Let's Have a Real Filibuster
The USA Today story on Republican efforts to end the filibuster notes:
Today's judicial filibusters haven't been nearly as colorful as filibusters past. In the television age, senators have avoided round-the-clock talkathons, which had led their predecessors to set up cots in cloakrooms and rig up plastic bags so they wouldn't have to interrupt their orations for a bathroom break. Instead, they just agree not to talk about the filibustered topic.
Did you catch that? The Democrats' filibuster is not a real filibuster in the Mr. Smith Goes to Washington ideal. It’s a gentlemanly filibuster where both parties agree to halt debate on a topic so everyone can go home or go to dinner or give Sunday morning interviews or whatever.

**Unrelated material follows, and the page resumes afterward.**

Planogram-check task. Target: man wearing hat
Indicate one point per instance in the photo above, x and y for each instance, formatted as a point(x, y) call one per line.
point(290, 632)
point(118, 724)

Norman Ornstein, a scholar at the American Enterprise Institute, has a good idea. Ornstein thinks:
that calling the Democrats' bluff on Bush's judges and making them conduct a real filibuster might be a better way to end it than changing the rules. But he doesn't believe today's senators would stand for it. "They just don't have people who are up to sleeping in cots, giving up their fundraisers and other activities," Ornstein says.
So, basically, the Republicans would rather end the right to filibuster judicial nominees than have to hang out in the Senate cloakroom and force the Democrats to conduct an honest-to-god filibuster.
The Yellow Line would like to see some good, old-fashioned filibustering from our Senators. If this is truly about more than party politics—if this is actually about Senators standing up for what they really believe—then they should be willing to sacrifice their steak dinners and Georgetown featherbeds for a few days of filibustering.